Sometime after October 1214 Pistoleta wrote Ses chantars fos grazitz, which was something of a planh, since it mourns the passing of Peter II and Alfonso VIII of Castile in 1213 and 1214 respectively:
| Pueis lo reis d'Aragon muric ni.l reis N'Anfos, e si per leis non fos cui sobr'altras res blan, non chantera ugan. | Since the king of Aragon and the king Lord Alfonso died, and it will not be for them who above others are pleasant, I will not sing this year. |
Sometime after composing this song, probably in Languedoc or Catalonia (Pistoleta implies perhaps visiting Perpignan), where Peter and Alfonso were frequently active, Pistoleta returned east of the Rhône to Provence. Probably about this time he travelled into Savoy, where he met Thomas I. It was also during this period in Provence that he met and debated with Blacas sometime after 1220, for he mentions the emperaire (emperor) Frederick II who was crowned in 1220 and became suzerain of Provence that year.

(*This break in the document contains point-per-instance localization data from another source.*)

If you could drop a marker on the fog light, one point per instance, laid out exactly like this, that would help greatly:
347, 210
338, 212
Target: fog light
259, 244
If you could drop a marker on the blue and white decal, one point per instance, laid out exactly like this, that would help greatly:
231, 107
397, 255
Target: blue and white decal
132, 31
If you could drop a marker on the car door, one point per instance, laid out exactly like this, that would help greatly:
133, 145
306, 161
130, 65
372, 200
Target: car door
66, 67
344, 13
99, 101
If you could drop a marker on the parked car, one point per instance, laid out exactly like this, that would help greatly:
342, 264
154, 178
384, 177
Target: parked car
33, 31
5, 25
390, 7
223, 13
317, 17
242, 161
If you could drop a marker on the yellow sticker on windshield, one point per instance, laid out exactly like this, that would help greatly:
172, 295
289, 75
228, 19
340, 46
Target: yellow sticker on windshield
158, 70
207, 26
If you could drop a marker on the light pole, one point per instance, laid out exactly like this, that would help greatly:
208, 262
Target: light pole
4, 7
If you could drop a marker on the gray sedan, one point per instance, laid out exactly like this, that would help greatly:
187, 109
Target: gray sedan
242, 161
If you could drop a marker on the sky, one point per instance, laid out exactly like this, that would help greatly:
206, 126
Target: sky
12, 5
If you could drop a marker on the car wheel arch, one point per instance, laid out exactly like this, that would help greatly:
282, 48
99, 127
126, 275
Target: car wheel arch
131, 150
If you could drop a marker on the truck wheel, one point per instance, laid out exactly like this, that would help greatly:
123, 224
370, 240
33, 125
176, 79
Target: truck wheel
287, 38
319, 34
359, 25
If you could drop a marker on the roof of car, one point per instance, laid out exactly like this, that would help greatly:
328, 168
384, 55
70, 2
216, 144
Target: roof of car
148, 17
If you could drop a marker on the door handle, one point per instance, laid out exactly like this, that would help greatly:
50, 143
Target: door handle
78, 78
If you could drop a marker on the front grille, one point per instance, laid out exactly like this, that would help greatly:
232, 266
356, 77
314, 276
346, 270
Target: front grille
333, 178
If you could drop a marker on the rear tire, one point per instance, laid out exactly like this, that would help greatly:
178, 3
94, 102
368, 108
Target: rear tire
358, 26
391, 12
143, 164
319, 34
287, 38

Though Pistoleta's biographer implies that "graceful melodies" (avinens sons, lit. pleasing sounds) were typical of his work, only one melody has survived (for his popular and well-preserved sirventes beginning Ar agues eu mil mars de fin argen) and that in two different versions. His composing was very conservative, more so than his master, Arnaut. Though well-esteemed by "high society", he was a poor conversationalist and unpleasant in appearance. He eventually settled down in Marseille, took a wife, and became a merchant, acquiring considerable wealth which allowed him to stop his itinerant "court-hopping". Unfortunately, there is no corroborating documentation for anything contained in Pistoleta's vida.

Pistoleta also wrote two tensos with two trobairitz (female troubadour): Bona domna, un conseill vos deman ("Good lady, I beg you to advise me") with an anonymous lady and the aforementioned piece with Maria de Ventadorn.